Я это чувствовал, и это давало тон нашему сближению. Было весело, время летело, ни о чем не думалось, что и требовалось доказать.
Раз как-то, когда пароход стоял, мы гуляли на берегу и щелкали зубами от холода.
Раздался выстрел, и утка, которую мы провожали глазами в небе, упала к нашим ногам.
Моя спутница бросилась к утке и, осмотрев, вскрикнула в отчаянии:
– Она ведь с яйцом!
Я не знаю, почему мне врезалась в память вся эта сцена. Эта утка, жажда жизни в страстном порыве полета и моя спутница, ее отчаяние… свежая ранняя весна… и в той утке такая же жажда жизни… порыв, смятенье…
Она вся для меня вырисовывалась со всеми своими потребностями в этой сцене: порывистая, добрая, практичная хозяйка, – яйцо нащупала, – и чисто женский, природой вложенный инстинкт: не так важна даже смерть сама, как это яйцо, продолжение потомства.
И жажда жизни, как и в той утке, порыв, смятенье души, может быть, больной… Минутами, когда она задумывалась взгляд у нее был жгучий, сильный, мятежный, устремленный туда, куда-то.
Я ведь не герой романа здоровой женщины… Но ищущая, смятенная душа и притом, – это не хвастовство, – чистая по существу, – она сама идет на меня…
Ну, словом, как-то под вечер… Солнце выглянуло из-за туч, осветило берега, воду, даль, ее, – может быть, вызвало какую-то больную память, защемило сердце и куда-то рванулось… И вдруг порыв слишком мягкий и искренний для того, чтобы можно было о чем-нибудь рассуждать… Да и не хочется рассуждать… Подошло – и хорошо. Страсть ли подкупала, или эта беззаветность сближения, хотелось ли этим путем просто стать сразу близким, своим человеком к человеку, который пришелся по душе? Встречаются же такие лица, с которыми хочется навсегда сохранить что-то самое близкое!.. с женщиной тогда сближение может и этим чувством быть вызвано.
Не знаю, ничего не знаю, но эти два дня, что мы провели на пароходе, нас тянуло друг к другу, я был точно в каком-то забытьи и, просыпаясь, радостно встречал ее счастливый взгляд.
Мы говорили друг другу:
– Не будем ни о чем из прошлого говорить, не будем ничего вспоминать, завтра мы навсегда расстанемся, но этот день, два – они наши!!
И теперь эти дни – звезды на моем небе, и чем темнее на небе, тем ярче светят звезды; эти звезды светят мне – это я говорю, и ничья, ничья рука не сорвет их оттуда…

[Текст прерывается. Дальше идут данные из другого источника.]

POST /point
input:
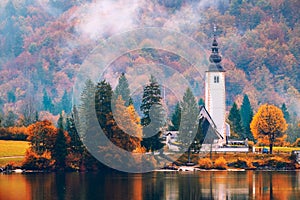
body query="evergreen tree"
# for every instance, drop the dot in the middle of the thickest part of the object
(60, 146)
(154, 116)
(122, 90)
(88, 120)
(10, 119)
(189, 121)
(235, 121)
(75, 145)
(151, 96)
(11, 97)
(201, 102)
(285, 113)
(103, 100)
(175, 119)
(66, 102)
(47, 103)
(246, 117)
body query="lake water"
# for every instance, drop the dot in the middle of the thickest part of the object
(155, 185)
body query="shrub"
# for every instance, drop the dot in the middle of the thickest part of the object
(296, 143)
(277, 162)
(205, 163)
(243, 163)
(220, 163)
(34, 161)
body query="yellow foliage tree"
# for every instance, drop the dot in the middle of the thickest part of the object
(268, 121)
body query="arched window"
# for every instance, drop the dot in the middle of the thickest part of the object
(216, 79)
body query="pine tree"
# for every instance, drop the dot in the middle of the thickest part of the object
(189, 121)
(60, 146)
(122, 90)
(246, 117)
(75, 145)
(103, 105)
(201, 102)
(47, 103)
(175, 119)
(10, 119)
(285, 113)
(151, 96)
(235, 120)
(66, 103)
(88, 121)
(154, 116)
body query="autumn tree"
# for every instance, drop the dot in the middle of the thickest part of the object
(246, 117)
(268, 121)
(235, 120)
(286, 113)
(42, 136)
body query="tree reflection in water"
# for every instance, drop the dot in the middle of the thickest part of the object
(156, 185)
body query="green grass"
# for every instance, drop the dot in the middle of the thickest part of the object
(13, 148)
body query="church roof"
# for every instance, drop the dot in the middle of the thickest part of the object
(214, 58)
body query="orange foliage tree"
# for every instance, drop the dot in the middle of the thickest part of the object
(42, 136)
(268, 121)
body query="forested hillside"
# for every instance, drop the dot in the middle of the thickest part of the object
(44, 42)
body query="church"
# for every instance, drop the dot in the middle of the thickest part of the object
(213, 114)
(215, 96)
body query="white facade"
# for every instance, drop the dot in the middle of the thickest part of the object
(215, 99)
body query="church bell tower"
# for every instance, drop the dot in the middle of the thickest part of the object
(215, 89)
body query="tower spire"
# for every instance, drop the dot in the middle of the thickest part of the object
(214, 57)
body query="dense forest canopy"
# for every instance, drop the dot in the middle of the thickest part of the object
(43, 43)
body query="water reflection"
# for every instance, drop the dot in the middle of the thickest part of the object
(157, 185)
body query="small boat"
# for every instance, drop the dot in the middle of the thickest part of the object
(18, 170)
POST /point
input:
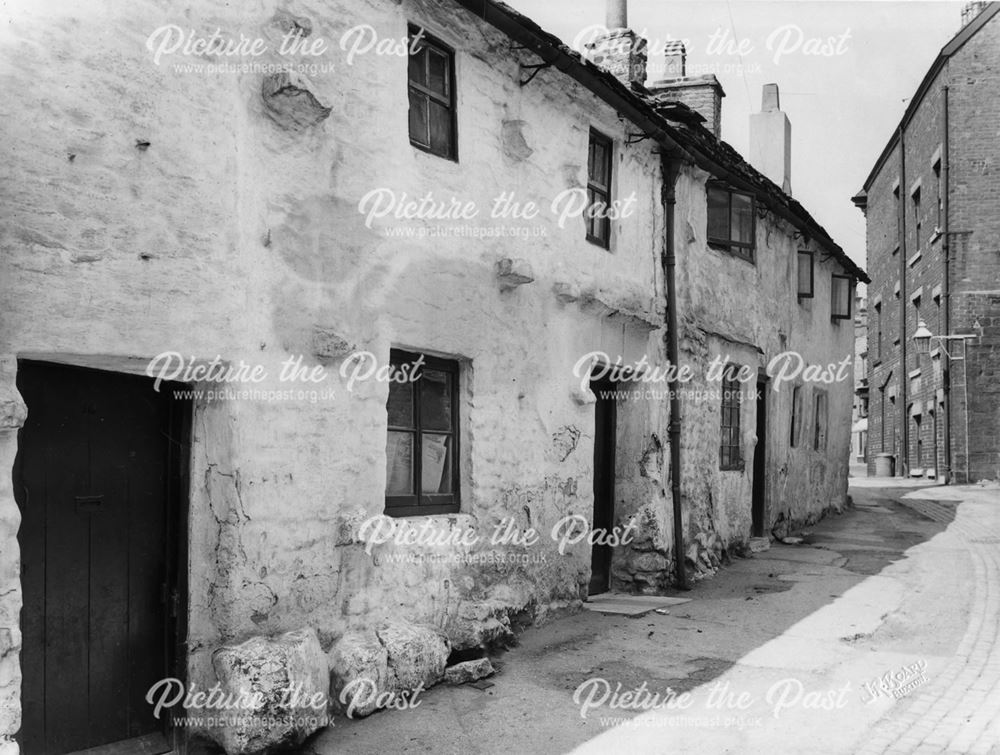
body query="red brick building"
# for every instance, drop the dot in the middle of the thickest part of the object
(932, 202)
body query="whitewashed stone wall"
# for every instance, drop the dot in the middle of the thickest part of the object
(751, 312)
(153, 209)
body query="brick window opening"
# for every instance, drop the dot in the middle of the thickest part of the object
(431, 75)
(599, 190)
(731, 221)
(878, 331)
(840, 297)
(732, 399)
(422, 474)
(899, 218)
(939, 214)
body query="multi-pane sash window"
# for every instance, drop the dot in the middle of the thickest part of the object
(432, 95)
(840, 297)
(729, 446)
(422, 444)
(805, 275)
(599, 190)
(731, 220)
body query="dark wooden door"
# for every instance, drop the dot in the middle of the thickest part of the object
(95, 481)
(758, 504)
(605, 417)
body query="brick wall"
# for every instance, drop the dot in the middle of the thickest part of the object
(972, 76)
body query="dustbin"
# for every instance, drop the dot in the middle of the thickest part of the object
(885, 465)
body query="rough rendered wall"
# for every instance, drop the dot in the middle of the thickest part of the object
(720, 318)
(12, 414)
(161, 210)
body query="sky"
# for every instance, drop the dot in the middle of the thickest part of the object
(843, 105)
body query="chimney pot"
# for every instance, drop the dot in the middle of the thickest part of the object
(617, 14)
(620, 51)
(771, 140)
(769, 99)
(675, 60)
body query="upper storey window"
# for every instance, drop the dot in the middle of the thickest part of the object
(432, 95)
(731, 221)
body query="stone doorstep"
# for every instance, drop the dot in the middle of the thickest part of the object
(760, 544)
(630, 605)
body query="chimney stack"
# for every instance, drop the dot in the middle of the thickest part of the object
(616, 15)
(771, 140)
(971, 10)
(620, 51)
(703, 94)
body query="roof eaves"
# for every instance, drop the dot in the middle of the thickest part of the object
(705, 150)
(954, 45)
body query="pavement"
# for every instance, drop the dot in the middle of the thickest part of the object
(880, 633)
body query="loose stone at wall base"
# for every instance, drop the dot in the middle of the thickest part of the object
(289, 677)
(395, 658)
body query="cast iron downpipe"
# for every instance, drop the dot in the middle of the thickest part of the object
(904, 466)
(945, 289)
(670, 169)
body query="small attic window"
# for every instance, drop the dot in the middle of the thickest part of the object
(731, 221)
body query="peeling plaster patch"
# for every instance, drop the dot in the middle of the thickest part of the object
(515, 146)
(287, 22)
(564, 442)
(651, 463)
(290, 103)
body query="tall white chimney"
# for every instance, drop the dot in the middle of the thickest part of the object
(620, 51)
(771, 140)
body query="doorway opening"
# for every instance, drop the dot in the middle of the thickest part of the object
(100, 479)
(759, 494)
(605, 420)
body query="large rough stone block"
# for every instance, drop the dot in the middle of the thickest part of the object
(417, 655)
(290, 101)
(469, 671)
(359, 673)
(285, 682)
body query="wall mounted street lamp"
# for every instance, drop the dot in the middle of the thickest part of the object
(922, 338)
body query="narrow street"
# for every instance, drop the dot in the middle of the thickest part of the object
(780, 652)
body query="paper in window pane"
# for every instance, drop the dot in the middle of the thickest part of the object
(400, 404)
(399, 464)
(718, 214)
(418, 118)
(435, 400)
(742, 219)
(840, 296)
(417, 66)
(599, 164)
(437, 79)
(435, 463)
(440, 128)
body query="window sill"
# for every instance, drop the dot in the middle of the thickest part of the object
(410, 512)
(419, 149)
(724, 248)
(605, 245)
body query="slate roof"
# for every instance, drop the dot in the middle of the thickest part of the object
(677, 131)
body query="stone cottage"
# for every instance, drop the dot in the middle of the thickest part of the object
(310, 320)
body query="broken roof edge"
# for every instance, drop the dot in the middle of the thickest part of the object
(950, 48)
(695, 144)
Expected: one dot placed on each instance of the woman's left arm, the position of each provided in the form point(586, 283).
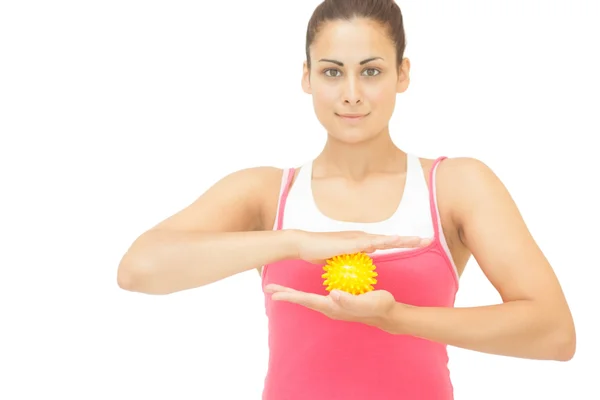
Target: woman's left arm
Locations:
point(534, 320)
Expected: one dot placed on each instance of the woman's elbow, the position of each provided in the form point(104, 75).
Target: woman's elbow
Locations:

Черноцкий помолчал и лениво продолжал:
– В Ярославле мы провели наш последний день. Ездили в монастырь. Помните вы эти длинные желтые коридоры монастырей, с звонким эхо шагов, маленькие церкви, в которых когда-то молились другие люди и, кажется, сохранился в этих церквах еще и теперь тот воздух, которым дышали те люди… образ тех людей здесь вместе с ней смущал меня, но она, стоя на коленях, горячо молилась. Ее нежные прекрасные волосы выбились и волной падали ей на плечи: красивая, стройная, страстная… Лицо возбужденное, полное жизни, огня…
Я, пьяный порывом к ней в эту минуту, смотрел на нее.
Она встала, встретила мой взгляд, и глаза ее тоже сверкнули…
Бедный молодой монах нас проводил; может быть, мы внесли разлад в его молодую, уже начавшую остывать душу.
Мы вышли, и он долго смотрел нам вслед.
И я заметил, что монах, может быть, завидует нам.
Она, садясь в экипаж, с улыбкой счастья посмотрела на монаха и спросила лукаво:
– А разве есть чему завидовать?
И затем, голосом искренним, полным радости жизни, порывисто воскликнула:
– Боже мой! Мне никогда не снилось такое счастье! Пусть остальная вся жизнь будет одним горем для меня – за эти два дня, клянусь, я буду без ропота нести свой крест…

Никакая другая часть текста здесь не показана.